Plenty of Indians love cricket the sport. They note the delicate shifts in a bowler’s follow-through that cause him to lose his ability to reverse-swing the ball, they are experts on seam position, and they notice when a batsman’s propensity to inside-edge the ball on to his stumps increases because of an unconscious change in his backlift. But there are also other Indians who yawn or boo at times of the most intricately constructed drama. They want fours and sixes and wickets and action and shots of women in the crowd. They want to be entertained.
There are many more Indians who care for cricket the entertainment more than cricket the sport. For them, cricket is like another Salman Khan film, only with Yuvraj Singh as the star. Will he hammer the bad guys? Will he be the hero, or will he let them down? Will he be paisa vasool?

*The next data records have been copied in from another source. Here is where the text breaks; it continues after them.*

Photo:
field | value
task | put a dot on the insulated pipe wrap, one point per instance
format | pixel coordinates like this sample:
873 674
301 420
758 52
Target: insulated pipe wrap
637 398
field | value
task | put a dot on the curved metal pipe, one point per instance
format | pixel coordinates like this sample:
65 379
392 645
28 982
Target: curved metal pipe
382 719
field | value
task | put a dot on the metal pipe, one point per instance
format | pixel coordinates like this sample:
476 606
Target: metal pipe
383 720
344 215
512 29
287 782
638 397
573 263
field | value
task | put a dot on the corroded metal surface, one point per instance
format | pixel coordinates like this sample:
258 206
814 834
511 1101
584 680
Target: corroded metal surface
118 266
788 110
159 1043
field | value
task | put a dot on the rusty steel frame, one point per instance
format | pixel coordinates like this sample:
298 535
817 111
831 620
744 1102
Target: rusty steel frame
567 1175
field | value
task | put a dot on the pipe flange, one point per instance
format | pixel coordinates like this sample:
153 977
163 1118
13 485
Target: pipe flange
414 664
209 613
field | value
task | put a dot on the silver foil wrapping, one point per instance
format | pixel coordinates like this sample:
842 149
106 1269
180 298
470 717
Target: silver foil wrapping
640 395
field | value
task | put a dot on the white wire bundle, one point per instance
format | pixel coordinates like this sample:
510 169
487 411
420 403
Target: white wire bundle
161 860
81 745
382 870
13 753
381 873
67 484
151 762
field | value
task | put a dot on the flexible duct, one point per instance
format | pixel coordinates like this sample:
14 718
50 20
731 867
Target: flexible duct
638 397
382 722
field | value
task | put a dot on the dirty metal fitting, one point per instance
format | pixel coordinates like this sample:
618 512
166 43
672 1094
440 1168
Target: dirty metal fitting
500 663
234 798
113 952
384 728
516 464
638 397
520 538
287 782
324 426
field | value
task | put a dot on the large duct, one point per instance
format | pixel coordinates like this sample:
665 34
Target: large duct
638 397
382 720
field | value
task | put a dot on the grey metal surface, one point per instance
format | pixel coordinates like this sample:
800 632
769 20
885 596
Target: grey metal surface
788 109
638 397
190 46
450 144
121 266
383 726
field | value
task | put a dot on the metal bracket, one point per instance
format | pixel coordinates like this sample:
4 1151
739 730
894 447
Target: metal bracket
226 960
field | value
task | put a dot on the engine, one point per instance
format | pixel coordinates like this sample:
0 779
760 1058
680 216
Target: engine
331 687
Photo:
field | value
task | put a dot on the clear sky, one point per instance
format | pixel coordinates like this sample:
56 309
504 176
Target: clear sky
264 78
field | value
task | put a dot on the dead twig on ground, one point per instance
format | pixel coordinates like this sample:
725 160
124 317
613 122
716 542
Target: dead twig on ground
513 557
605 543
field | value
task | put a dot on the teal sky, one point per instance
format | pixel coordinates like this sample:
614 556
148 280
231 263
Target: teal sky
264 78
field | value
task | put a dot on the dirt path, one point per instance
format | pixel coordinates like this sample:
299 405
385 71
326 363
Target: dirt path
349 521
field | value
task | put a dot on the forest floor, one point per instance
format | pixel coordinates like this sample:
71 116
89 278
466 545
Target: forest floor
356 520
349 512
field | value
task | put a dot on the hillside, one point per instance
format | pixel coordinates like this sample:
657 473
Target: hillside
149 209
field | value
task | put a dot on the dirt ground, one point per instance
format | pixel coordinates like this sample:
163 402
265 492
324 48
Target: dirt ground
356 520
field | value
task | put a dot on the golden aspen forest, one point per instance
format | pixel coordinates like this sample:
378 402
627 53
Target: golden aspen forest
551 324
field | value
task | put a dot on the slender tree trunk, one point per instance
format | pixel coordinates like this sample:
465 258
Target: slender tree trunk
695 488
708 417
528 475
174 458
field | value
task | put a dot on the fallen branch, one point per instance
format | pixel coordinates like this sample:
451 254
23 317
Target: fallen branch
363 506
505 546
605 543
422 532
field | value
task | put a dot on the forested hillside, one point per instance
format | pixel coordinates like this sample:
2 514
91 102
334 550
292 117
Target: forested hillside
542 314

It is they who make cricket such big business in India. Cricket as sport is a niche pursuit for aficionados. Cricket as entertainment is a mainstream moneyspinner. Getting Mandira Bedi and Rohit Roy to do a cricket show makes perfect sense in those terms, however much they make purists like me cringe. Their ignorance of the sport is entirely besides the point because who cares about the sport anyway? Audiences want action, excitement and eye candy.
This is why so much coverage is hyperbolic, designed to keep viewers perpetually excited. That is why most commentators are ex-cricketers, hired for being familiar to a celebrity-obsessed audience, and rarely for the insights they offer. Tamasha rules, entertainment rules. Will the sport survive?
Two decades ago, when I was a boy, there weren’t too many ways for most Indians to entertain themselves. There was Bollywood. And there was cricket. The opportunity cost for watching a game wasn’t much: What else would you do in its place anyway? That has changed.
Since India began liberalizing 16 years ago, a burgeoning middle class has found itself with many other ways to spend its time. As India has opened up to the world, hazaar things have flooded in from outside, competing with cricket for our attention. There is much more on TV to watch, there is the Internet with all its riches, there are many more nifty places to hang out at: Who’s got time for cricket?
Indeed, this is one reason India’s big cities—in particular, Mumbai—no longer churn out top cricketers like they used to. Kids in big cities find a lot else to do with their time, and many career opportunities that are far more lucrative than the risk that taking up cricket involves. At the same time, the smaller towns have developed fast enough for opportunities to play cricket to grow, but small-town kids don’t yet have so many options of timepass to compete with cricket. That is why so many new-generation India cricketers are from the smaller towns—Dhoni, Pathan, Munaf, Raina, and so on.
But as time goes by, and India develops, that will change. As globalization proceeds, cricket will be competing with more and more alternatives for a potential fan’s time. And consider this: What is called the shorter form of the game takes up a full working day. No longer insulated from competition, can cricket retain its following as the years go by? Will Indians still have time for the game 10 years from now?
Reason says it won’t. But what does love know of reason?